How do I extract text from a file in a bash script

Question

I am tring to extract text from a multi-line file. For example I need to extract all text from "Section 1.0" to "Section 3.0"

This can be on many lines.

I have code that works, but seems clumsy and slow. Is there a better way to do this? sed? reg expression?

flag="false"

for line in ${textFile}; 
do
   if [ "$line" == "Section 3.0" ]; then
      flag="false"
   fi
   if [ "$flag" == "true" ]; then
      temp_var+=$line
   fi
   if [ "$line" == "Section 1.0" ]; then
      flag="true"
   fi
done

Answer 1

awk can also be used:

awk '/Section 3\.0/{f=0} f; /Section 1\.0/{f=1}' file

Answer 2

Using sed you can do:

sed -n '/Section 1\.0/,/Section 3\.0/p' file

EDIT: To ignore start and end patterns use:

sed -n '/Section 1\.0/,/Section 3\.0/{/Section [13]\.0/!p;}' file

awk solution:

awk '/Section 1\.0/{flag=0} flag{print} /Section 3\.0/{flag=1}' file

Answer 3

sed -n '/Section 1\.0/,/Section 3\.0/p' file

will print from file all lines between a line matching the first regex anywhere in it through the next line matching the second expression.

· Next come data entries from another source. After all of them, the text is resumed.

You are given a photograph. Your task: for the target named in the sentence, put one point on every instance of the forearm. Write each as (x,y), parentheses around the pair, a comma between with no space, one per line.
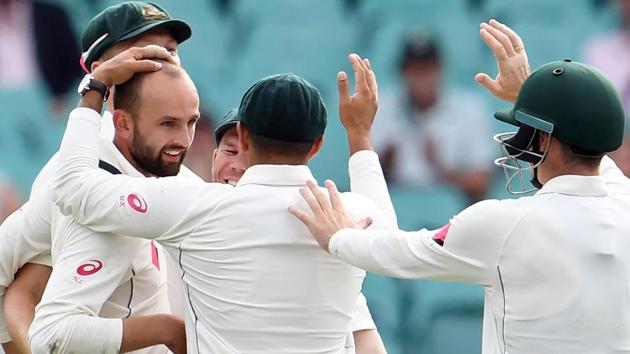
(19,310)
(11,348)
(359,140)
(366,178)
(146,331)
(368,342)
(78,156)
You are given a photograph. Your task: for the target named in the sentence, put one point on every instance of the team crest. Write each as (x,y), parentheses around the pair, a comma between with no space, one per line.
(152,13)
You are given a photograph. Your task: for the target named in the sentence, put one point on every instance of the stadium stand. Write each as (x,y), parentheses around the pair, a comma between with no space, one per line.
(236,42)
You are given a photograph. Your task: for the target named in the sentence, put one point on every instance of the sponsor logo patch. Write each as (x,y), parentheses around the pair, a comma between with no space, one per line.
(137,203)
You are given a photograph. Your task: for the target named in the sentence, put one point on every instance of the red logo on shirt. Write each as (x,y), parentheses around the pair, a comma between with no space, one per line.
(90,268)
(440,236)
(137,203)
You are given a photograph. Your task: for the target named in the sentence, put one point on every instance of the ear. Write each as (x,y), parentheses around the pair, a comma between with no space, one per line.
(123,124)
(317,145)
(543,140)
(243,137)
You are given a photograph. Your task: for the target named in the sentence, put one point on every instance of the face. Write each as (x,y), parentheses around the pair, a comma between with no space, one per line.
(163,127)
(422,78)
(160,36)
(227,160)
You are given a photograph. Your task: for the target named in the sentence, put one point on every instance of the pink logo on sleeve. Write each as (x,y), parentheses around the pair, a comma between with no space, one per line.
(440,235)
(137,203)
(90,267)
(155,258)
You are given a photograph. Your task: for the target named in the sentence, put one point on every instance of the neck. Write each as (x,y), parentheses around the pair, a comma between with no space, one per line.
(124,150)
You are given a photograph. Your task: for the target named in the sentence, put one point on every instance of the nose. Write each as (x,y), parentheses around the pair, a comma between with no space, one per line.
(185,137)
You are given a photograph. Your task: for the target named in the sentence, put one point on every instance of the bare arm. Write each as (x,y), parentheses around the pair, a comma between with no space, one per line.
(368,342)
(11,348)
(146,331)
(21,297)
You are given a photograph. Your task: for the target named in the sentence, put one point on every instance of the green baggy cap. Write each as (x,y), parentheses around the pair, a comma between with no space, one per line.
(574,102)
(228,121)
(124,21)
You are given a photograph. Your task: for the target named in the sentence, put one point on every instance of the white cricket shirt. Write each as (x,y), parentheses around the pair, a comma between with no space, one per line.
(555,266)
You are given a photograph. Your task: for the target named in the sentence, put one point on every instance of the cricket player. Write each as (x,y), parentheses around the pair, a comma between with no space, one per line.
(554,265)
(141,23)
(227,160)
(228,167)
(254,281)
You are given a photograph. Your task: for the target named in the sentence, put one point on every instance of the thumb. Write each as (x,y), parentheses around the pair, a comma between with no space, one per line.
(343,87)
(364,223)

If there are multiple such matches, they will be printed in flip-flop fashion (look for pattern 1, print through pattern 2, look for pattern 1...)

If you want only the first such section, you can quit when you find the end condition:

sed -n '/Section 3\.0/q;/Section 1\.0/,$p' file

This will exclude the line matching the end condition (guessing that's what you actually want). For simplicity, this assumes you have no Section 3.0 before Section 1.0. (Some sed dialects might require slighly different syntax; the semicolon may have to be changed to a newline, or the script split into two separate -e arguments.)